Several members of the pope’s inner circle have said publicly that the controversial paragraphs 84-86 of the Synod final document have opened the door for the Holy Father to allow Communion in these cases if he so decides. Fr. Antonio Spadaro, SJ, a close friend of Pope Francis and the editor of La Civita Catholica, a prominent Jesuit journal in Rome reviewed by the Vatican Secretariat of State, wrote this week that the internal forum solution for the divorced in adultery is a viable one:

The Ordinary Synod has thus laid the bases for access to the sacraments [for the divorced and civilly remarried], opening a door that had remained closed in the preceding Synod. It was not even possible, one year ago, to find a clear majority with reference to the debate on this topic, but that is what happened in 2015. We are therefore entitled to speak of a new step.

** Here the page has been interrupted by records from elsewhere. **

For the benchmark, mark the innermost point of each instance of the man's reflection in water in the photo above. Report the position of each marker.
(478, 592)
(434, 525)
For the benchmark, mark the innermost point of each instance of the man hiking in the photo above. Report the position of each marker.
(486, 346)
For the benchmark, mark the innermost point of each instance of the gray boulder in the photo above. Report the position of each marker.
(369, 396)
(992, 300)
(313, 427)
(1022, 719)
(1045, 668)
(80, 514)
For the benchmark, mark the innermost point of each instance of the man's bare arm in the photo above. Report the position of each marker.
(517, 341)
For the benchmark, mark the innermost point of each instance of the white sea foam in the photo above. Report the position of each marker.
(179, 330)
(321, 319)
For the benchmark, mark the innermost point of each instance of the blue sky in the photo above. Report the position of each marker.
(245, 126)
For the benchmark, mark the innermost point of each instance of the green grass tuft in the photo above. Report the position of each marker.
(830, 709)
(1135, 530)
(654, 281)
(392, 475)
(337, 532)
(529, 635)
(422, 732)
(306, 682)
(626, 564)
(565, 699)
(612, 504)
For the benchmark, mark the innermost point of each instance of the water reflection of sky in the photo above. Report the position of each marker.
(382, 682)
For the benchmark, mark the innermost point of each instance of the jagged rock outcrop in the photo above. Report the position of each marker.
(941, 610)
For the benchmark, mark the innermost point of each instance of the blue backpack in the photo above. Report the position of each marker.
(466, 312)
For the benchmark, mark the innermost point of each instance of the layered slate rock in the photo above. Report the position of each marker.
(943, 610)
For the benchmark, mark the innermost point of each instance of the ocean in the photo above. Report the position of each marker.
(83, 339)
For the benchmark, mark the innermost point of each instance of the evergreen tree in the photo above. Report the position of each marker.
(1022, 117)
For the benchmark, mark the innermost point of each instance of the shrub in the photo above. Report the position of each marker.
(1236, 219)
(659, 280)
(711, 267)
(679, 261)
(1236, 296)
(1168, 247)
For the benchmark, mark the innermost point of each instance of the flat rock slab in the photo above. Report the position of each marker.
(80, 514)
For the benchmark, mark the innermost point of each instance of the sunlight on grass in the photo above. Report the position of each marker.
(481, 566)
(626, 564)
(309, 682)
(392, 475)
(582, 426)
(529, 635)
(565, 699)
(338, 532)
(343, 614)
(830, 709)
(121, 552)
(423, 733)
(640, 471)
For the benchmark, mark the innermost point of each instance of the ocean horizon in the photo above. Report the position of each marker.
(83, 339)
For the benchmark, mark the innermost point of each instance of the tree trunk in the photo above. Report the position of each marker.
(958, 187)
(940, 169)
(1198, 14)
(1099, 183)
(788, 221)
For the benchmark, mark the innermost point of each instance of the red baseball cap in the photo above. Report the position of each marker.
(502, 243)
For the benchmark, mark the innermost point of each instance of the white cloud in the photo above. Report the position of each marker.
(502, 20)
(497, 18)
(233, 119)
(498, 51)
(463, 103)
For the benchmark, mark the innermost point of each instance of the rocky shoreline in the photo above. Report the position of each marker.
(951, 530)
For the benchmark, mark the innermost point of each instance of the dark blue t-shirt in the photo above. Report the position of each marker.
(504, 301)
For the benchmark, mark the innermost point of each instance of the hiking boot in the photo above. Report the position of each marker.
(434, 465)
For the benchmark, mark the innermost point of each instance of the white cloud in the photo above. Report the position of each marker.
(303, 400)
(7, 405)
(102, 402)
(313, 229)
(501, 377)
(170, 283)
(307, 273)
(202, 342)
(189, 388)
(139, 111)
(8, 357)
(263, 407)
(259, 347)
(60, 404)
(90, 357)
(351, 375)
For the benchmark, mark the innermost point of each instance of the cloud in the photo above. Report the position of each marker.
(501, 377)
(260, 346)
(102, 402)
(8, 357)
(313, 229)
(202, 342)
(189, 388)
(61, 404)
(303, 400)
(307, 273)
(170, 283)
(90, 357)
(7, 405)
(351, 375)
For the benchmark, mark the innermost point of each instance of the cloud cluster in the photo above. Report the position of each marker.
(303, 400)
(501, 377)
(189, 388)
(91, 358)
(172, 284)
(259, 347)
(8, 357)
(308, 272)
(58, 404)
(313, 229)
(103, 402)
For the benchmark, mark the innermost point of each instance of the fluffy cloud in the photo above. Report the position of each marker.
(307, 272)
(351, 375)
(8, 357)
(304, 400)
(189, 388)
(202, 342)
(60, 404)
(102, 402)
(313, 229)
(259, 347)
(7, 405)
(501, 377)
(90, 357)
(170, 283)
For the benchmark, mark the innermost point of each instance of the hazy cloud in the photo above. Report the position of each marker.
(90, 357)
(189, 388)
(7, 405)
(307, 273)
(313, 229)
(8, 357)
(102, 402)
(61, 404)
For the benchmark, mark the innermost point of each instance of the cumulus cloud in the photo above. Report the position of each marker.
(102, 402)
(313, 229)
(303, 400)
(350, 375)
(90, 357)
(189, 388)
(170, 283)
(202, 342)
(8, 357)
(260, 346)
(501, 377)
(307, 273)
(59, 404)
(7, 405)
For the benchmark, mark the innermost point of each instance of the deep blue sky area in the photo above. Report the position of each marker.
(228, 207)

Spadaro’s predictions and interpretation of the Synod are consistent with the public statements of liberal prelates, some of whom are close confidantes to Pope Francis, including Cardinal Schönborn, Cardinal Wuerl, Cardinal Kasper, Cardinal Nichols, and the head of the Jesuit order, Fr. Nicolás. Fr. Nicolás, in particular, first confirmed that there would be an apostolic exhortation of the pope, and said of Communion for those in public adultery:

The Pope’s recommendation is not to make theories, such as not lumping the divorced and remarried together, because priests have to make a judgment on a case by case and see the situation, the circumstances, what happens, and depending on this decision one thing or the other. There are no general theories which translate into an iron discipline required at all. The fruit of discernment means that you study each case and try to find merciful ways out.

Although in the best analysis, Pell’s prediction about what Pope Francis may do in his post-synodal apostolic exhortation remains just that– a prediction—he is drawing a line in the sand that if the pope chooses to cross, would bring the barque of Peter into uncharted waters, where the danger of shipwreck is a very real threat.